Speaking about recent efforts to "perpetuate and expand abortion in state laws" — such as New York’s Reproductive Health Act, which was signed in January by Gov. Andrew Cuomo, a Catholic — Archbishop Naumann wrote in a Feb. 19 piece republished on the USCCB website that such legislation has “illuminated the deplorable actions of some Catholic public officials and advocates.” Noting that these efforts will result in the killing of many more unborn children, the archbishop said that advocacy of “intrinsically evil acts, like abortion” is seriously immoral.

“While we can object to the actions of these public officials, we are not able to judge their souls. At the same time, we know there will be a Judgment Day,” he said. 
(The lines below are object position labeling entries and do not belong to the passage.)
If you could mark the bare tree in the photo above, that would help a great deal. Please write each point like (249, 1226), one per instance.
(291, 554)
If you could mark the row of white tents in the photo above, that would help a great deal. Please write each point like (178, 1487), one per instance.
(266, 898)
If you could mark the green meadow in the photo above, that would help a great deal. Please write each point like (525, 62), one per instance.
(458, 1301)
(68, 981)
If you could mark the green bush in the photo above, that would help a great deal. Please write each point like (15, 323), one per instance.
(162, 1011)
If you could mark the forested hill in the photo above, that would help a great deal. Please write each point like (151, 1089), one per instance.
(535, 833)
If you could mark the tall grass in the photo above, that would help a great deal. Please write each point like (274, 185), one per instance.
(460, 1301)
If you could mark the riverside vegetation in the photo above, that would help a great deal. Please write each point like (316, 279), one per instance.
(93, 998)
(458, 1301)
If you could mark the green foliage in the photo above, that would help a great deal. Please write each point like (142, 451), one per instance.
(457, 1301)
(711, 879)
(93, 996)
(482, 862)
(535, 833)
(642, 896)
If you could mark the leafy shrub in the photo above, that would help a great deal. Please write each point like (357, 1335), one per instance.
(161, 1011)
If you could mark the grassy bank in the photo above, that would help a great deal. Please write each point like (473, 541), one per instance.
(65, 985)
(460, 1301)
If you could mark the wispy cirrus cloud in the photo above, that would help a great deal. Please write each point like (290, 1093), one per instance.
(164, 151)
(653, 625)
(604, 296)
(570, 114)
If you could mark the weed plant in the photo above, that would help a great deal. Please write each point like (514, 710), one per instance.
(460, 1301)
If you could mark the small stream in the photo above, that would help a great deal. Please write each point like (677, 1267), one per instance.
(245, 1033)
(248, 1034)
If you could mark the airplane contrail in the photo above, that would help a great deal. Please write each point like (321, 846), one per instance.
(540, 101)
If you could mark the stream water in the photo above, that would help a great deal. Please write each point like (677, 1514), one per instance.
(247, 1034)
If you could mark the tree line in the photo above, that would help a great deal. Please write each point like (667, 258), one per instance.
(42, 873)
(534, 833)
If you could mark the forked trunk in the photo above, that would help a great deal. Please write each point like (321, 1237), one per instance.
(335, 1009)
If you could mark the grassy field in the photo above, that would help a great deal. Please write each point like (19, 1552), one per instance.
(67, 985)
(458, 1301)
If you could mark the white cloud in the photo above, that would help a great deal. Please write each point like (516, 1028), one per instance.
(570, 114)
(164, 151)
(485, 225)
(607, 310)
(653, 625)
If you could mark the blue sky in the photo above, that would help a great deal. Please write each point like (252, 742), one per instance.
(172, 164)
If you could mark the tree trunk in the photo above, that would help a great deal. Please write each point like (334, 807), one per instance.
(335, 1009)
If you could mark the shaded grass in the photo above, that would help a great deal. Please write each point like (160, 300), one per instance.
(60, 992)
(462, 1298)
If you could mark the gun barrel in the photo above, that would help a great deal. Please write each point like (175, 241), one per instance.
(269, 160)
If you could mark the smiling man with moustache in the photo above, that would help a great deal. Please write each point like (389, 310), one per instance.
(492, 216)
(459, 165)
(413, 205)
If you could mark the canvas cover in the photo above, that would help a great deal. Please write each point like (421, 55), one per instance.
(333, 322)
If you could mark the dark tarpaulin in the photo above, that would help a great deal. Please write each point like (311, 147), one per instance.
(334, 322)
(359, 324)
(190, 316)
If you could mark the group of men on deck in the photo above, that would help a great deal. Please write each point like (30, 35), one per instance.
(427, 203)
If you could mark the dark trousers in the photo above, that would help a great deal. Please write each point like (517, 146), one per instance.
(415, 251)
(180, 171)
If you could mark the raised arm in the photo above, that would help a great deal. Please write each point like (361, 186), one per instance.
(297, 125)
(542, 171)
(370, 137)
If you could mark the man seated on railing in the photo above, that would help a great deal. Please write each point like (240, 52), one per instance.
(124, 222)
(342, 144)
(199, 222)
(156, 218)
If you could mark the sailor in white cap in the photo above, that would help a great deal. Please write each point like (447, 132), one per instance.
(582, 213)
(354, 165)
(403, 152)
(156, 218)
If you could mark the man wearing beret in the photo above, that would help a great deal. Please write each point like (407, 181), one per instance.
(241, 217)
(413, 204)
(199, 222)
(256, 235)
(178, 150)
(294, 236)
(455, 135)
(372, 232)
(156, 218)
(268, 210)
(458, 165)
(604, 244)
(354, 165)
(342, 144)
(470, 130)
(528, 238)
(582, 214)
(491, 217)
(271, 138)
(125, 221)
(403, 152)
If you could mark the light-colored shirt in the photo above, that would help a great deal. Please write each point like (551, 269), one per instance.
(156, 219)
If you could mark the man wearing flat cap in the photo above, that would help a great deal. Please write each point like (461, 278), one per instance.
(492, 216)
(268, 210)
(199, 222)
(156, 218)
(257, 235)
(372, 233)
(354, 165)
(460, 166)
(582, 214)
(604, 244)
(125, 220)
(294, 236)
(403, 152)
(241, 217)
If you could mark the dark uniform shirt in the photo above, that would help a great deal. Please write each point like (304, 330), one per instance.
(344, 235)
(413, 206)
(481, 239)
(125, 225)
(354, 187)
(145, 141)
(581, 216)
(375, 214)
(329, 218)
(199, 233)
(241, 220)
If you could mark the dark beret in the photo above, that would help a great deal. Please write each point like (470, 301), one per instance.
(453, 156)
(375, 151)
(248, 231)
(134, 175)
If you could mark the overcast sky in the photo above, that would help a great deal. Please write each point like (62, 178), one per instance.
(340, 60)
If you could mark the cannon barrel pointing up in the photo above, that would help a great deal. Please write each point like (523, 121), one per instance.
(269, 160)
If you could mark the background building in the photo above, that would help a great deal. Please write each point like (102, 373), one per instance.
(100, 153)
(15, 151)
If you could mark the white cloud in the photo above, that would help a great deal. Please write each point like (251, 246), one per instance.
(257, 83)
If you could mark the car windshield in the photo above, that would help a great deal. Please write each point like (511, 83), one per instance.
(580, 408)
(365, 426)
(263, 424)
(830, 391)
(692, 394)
However, he said that “conscious and unrepentant mortal sin” endangers souls and places them on the "path to Hell." Reception of the Eucharist, Archbishop Naumann wrote, in a state of mortal sin jeopardizes souls even further. 

Writing of his episcopal role, Archbishop Naumann wrote that he is responsible for making certain that his flock is aware of the “moral gravity and consequences of the actions.” He noted that it is “critically important” to have a dialogue with Catholic leaders who engage in “scandalous behavior.” But if dialogue does not produce a change in their behaviour, the churchman wrote, “I have found it necessary to request that they not present themselves to receive Holy Communion, for their own spiritual welfare and for the protection of many others from moral confusion.”

Naumann's statement largely reflects Canon 915 of Church law which states that those "who obstinately persist in manifest grave sin, are not to be admitted to holy communion.” 

Other bishops in the United States have been more severe in the sanctions they would impose on Catholic politicians who persist in abortion advocacy. Bishop Joseph Strickland of Tyler, Texas, tweeted in January his agreement with Bishop Richard Stika of Knoxville, Tennessee, that Gov. Cuomo deserved excommunication for signing the bill that allows abortion throughout pregnancy. “I’m with Bishop Stika,” Strickland wrote. “I’m not in a position to take action regarding legislation in New York but I implore bishops who are to speak out forcefully. In any sane society this is called INFANTICIDE!”